Pour la formation de ce gouvernement, beaucoup de voix se sont élevées, particulièrement parmi ceux qui préconisent le silence sur les relations libano-syriennes, pour insister sur la nécessité de choisir les membres du gouvernement en fonction du programme à réaliser. En même temps, on parle d’un Cabinet largement représentatif et d’équilibre national à respecter.
Sur la base de cette orientation, si illusoire qu’elle puisse paraître, on pose un principe qui mène nécessairement à l’inclusion dans le gouvernement projeté, des représentants des principales tendances qui se sont exprimées sur ce sujet controversé des relations avec la Syrie.
S’il doit en être ainsi, comme logiquement cela devrait être, il ne sera plus possible d’éviter le débat. Et ainsi que le chef de l’Etat vient de le préconiser, ce débat pourra alors se dérouler dans le cadre des institutions représentatives et non plus sur la place publique.
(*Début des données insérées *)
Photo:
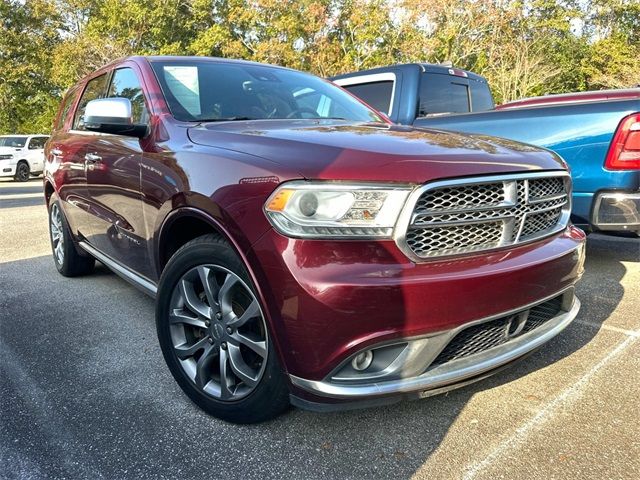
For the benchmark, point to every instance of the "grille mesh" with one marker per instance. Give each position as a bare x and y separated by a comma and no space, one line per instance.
464,197
481,337
545,187
477,216
452,239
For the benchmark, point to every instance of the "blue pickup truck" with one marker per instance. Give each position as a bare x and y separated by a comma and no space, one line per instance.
598,138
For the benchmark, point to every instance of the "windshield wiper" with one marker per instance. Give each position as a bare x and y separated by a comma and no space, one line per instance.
227,119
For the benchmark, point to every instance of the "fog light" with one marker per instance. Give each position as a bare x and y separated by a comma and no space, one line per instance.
362,361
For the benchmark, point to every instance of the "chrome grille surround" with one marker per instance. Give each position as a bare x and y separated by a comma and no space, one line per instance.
458,216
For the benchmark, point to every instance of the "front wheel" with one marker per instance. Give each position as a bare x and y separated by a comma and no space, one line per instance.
214,336
65,256
22,172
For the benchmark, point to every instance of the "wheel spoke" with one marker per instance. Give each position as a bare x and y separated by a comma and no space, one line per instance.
201,378
192,301
225,389
229,361
240,368
252,311
185,351
258,346
179,316
205,278
224,295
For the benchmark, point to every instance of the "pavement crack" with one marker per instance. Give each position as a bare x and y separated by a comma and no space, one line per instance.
568,395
Autrement dit, pour être plus clair, le nouveau gouvernement devra faire figurer dans son programme la révision des rapports libano-syriens; faute de quoi, aucun des partisans de cette révision ne pourrait y figurer, particulièrement les plus notables parmi ceux qui se sont rendus à Bkerké pour manifester leur appui au patriarche. Sans eux, on ne pourra plus prétendre à un Cabinet largement représentatif et équilibré.
Il faut savoir ce qu’on veut.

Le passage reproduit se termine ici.